Summary of the invention
The object of this invention is to provide a kind of balanced sample method for crash analysis and safety evaluation, it is characterized in that, comprise the steps:
Step 1, the accident pattern selecting certain to be analyzed, and gather this kind of accident related accidents data over the years, import disposal system and carry out pre-service, set up crash analysis and safety evaluation data set;
Step 2, the crash analysis obtained according to step 1 and safety evaluation data set set up analytical model, carry out parameter estimation and convergence judges; Solve comprising balanced sample accident sample, counter model, resampling parameter estimation and convergence judge;
Step 3, output model result, for remarkable factor, analyze and propose recommendation on improvement.

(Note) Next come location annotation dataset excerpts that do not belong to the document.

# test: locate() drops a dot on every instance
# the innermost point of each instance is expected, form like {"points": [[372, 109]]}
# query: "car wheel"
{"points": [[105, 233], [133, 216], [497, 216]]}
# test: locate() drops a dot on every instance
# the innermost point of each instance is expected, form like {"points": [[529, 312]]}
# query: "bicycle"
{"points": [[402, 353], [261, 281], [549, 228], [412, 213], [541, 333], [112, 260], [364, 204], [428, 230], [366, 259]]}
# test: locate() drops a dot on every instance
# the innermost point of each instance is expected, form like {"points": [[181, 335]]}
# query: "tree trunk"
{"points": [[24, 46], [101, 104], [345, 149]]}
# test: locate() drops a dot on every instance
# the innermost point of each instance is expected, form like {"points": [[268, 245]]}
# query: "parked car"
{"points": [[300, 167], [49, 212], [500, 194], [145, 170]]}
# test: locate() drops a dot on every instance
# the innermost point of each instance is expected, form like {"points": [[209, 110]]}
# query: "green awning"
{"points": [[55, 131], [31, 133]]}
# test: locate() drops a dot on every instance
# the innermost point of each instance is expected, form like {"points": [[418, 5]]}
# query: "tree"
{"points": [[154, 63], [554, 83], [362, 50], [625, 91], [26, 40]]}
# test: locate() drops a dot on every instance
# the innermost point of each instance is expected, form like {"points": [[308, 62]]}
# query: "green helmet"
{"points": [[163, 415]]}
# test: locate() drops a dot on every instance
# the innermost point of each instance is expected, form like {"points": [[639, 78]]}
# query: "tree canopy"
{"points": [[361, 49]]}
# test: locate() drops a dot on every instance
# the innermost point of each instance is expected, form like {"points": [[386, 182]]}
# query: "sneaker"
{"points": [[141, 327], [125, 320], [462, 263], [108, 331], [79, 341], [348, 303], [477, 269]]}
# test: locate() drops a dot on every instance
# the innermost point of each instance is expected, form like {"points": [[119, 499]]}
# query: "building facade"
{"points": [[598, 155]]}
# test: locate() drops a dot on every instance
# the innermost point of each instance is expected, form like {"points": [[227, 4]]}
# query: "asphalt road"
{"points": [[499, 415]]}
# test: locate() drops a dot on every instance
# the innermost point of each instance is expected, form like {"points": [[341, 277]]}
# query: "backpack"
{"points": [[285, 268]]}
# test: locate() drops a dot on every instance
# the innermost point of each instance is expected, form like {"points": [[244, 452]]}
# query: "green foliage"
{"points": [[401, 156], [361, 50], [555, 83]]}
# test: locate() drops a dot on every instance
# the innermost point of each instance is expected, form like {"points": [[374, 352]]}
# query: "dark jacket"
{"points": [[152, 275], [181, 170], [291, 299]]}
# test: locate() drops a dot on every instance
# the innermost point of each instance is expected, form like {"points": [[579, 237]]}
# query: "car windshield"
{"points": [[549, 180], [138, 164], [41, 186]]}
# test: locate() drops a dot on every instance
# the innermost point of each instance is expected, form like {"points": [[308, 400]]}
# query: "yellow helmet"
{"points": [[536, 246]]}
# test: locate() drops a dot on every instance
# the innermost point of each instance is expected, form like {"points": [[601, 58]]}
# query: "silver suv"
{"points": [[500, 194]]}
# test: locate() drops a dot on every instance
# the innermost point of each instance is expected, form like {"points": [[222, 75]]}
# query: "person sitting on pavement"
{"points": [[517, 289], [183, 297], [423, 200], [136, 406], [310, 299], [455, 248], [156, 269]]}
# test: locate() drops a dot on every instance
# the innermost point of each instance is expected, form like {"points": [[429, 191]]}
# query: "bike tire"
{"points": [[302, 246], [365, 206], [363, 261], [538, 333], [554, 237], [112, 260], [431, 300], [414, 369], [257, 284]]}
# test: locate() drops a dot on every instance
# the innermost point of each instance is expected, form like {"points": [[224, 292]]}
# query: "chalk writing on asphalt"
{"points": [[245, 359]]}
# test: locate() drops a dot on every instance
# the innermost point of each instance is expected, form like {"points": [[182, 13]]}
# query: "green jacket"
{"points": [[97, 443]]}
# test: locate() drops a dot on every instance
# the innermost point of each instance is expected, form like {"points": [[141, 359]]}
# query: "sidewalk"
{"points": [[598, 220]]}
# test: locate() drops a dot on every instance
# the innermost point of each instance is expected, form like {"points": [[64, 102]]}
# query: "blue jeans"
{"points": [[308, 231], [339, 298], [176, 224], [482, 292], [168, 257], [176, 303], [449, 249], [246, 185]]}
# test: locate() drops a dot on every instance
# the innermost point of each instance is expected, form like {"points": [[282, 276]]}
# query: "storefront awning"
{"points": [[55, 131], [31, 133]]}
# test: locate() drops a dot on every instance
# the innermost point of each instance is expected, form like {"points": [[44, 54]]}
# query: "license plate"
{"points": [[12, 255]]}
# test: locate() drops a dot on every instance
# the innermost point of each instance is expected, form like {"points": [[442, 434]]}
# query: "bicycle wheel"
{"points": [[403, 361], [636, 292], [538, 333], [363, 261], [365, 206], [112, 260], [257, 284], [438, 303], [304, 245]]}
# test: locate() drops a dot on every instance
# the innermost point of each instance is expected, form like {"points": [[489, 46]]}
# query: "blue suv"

In described step 1, the accident pattern selecting certain to be analyzed comprises the accident and disaster that occur in traffic hazard, industrial and agricultural production; Gather related data, and carry out pre-service, comprising:
Step 101, collection collect Various types of data, set up the traffic hazard data set comprising the magnitude of traffic flow, highway layout parameter, traffic control and management key element and weather condition;
Step 102, for each road entity, each unit interval, the accident number Y being regression model with accident quantity is dependent variable, so that the factor of accident generation may be affected for independent variable X, set up the traffic hazard data set comprising the influence factors such as the magnitude of traffic flow, highway layout parameter, traffic control and management key element and weather condition, obtain M bar data altogether;
Step 103, check the Problems of Multiple Synteny of multiple influence factor X, the collinearity variable of Delete superfluous.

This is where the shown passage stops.